Barber explained that the training objective is to train Soldiers to provide actionable, or useful, intelligence to the warfighter "on the ground" and to "make that intelligence the best they can produce."
The training, in which Soldiers learned interrogation and analysis processes and management, began with the performance of individual intelligence collection tasks, developed through team and company-level tasks, and culminated in battalion-level intelligence collection tasks.
"They progressed from basic knowledge to advanced knowledge in intelligence collection and intelligence analysis," said Barber.
Chief Warrant Officer 4 Morris Tyson, the battalion's internal control element chief, said the Soldiers trained hard, were extremely self-critical and maintained a high operations tempo, but kept their morale high.

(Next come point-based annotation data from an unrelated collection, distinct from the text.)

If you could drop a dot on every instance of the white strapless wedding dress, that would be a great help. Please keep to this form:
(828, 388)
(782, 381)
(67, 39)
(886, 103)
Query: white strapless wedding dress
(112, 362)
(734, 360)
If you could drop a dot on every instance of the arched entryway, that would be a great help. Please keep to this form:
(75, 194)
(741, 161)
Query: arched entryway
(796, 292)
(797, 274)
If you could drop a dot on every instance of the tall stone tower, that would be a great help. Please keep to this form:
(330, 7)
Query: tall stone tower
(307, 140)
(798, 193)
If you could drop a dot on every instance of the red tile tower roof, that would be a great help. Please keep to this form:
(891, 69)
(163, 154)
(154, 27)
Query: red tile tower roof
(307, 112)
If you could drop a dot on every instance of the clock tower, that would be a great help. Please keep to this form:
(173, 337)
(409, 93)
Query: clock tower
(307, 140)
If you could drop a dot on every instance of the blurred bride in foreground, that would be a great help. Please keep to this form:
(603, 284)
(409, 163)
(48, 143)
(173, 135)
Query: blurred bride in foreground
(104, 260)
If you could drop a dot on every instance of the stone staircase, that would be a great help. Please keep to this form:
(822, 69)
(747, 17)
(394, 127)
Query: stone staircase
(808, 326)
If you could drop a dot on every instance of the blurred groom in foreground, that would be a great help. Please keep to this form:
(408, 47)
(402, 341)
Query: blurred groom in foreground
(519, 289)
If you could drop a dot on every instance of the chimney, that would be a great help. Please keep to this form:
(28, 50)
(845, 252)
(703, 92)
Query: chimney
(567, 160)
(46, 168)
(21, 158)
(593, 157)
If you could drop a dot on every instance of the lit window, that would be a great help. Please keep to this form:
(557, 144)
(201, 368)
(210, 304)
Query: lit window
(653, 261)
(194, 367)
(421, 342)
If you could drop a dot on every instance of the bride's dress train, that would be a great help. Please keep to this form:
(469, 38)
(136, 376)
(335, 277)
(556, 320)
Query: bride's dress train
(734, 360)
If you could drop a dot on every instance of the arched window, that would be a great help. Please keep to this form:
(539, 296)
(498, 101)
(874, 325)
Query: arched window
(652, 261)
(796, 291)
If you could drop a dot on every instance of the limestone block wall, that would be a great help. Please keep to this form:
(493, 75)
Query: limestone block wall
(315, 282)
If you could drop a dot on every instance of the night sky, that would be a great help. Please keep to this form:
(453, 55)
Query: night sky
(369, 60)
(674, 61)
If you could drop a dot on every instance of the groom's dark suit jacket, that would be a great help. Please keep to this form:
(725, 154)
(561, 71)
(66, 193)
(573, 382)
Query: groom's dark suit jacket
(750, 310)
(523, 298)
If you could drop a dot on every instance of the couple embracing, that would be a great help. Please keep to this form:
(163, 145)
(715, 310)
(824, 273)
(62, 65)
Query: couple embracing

A veteran of five overseas deployments, Tyson previously engaged himself in all levels of the interrogation and analysis training process, beginning with scripting the scenarios. Now the Intelligence and Security Command Detention Training Facility (IDTF) and its staff on Camp Bullis make training easier as well as more effective.
"Alignment of resources for intelligence training is a monster," said Tyson. "But now the IDTF takes care of the process."
Capt. David Dadd, headquarters and headquarters company commander and officer in charge of collection management and dissemination, added that the experienced IDTF staff, which is part of the 470th MI Brigade, provides a state-of-the-art training environment.
The facility, which resembles actual detention facilities in Afghanistan, offers spaces for interrogating "detainees," examining documentation, developing analysis and observing the exercise as well as the means to monitor, record and share elements of the training event.
"We are learning from the best and the brightest in situational development," said Dadd. "And this week everyone came into the exercise with a lot of confidence in their capability in their roles and responsibilities.
"Everyone was willing to help everyone else," Dadd continued. "It's a good battalion to be in because of the Soldiers in it."